The work presents a spectrum-to-distance mapping method for generating complex self-accelerating beams, including non-paraxial and vectorial types, advancing beam shaping techniques.

Findings

Successfully generated various self-accelerating beams with predetermined trajectories.

Demonstrated non-paraxial Airy beam breakup and alternative beam geometries.

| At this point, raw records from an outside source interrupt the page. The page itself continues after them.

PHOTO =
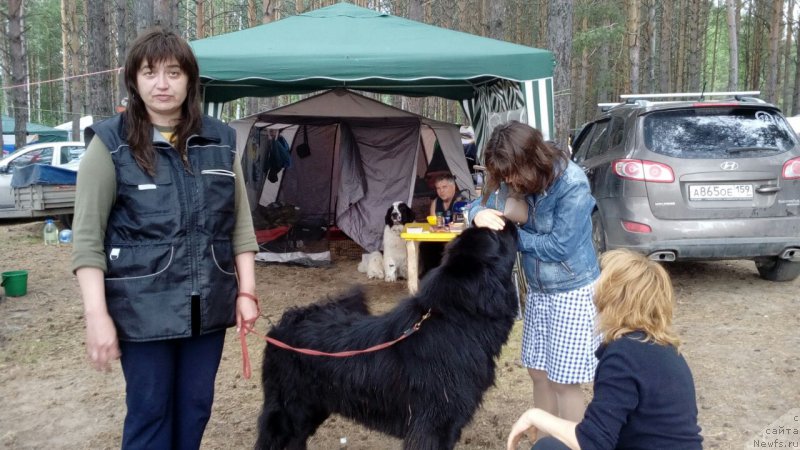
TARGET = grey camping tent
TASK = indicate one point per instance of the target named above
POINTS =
(350, 158)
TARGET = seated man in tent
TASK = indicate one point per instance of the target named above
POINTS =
(445, 185)
(430, 253)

Validated the approach for vectorial wavefronts, maintaining predicted trajectories.

Abstract

We introduce the concept of spatial spectral phase gradient, and demonstrate, both theoretically and experimentally, how this concept could be employed for generating single- and multi-path self-accelerating beams. In particular, we show that the trajectories of the accelerating beams are determined a priori by different key spatial frequencies through direct spectrum-to-distance mapping. In the non-paraxial regime, our results clearly illustrate the breakup of Airy beams from a different perspective, and demonstrate how circular, elliptic or hyperbolic accelerating beams can be created by judiciously engineering the spectral phase. Furthermore, we found that the accelerating beams still follow the predicted trajectory also for vectorial wavefronts. Our approach not only generalizes the idea of Fourier-space beam engineering along arbitrary convex trajectories, but also offers new possibilities for beam/pulse manipulation not achievable through standard direct real-space approaches or by way of time-domain phase modulation.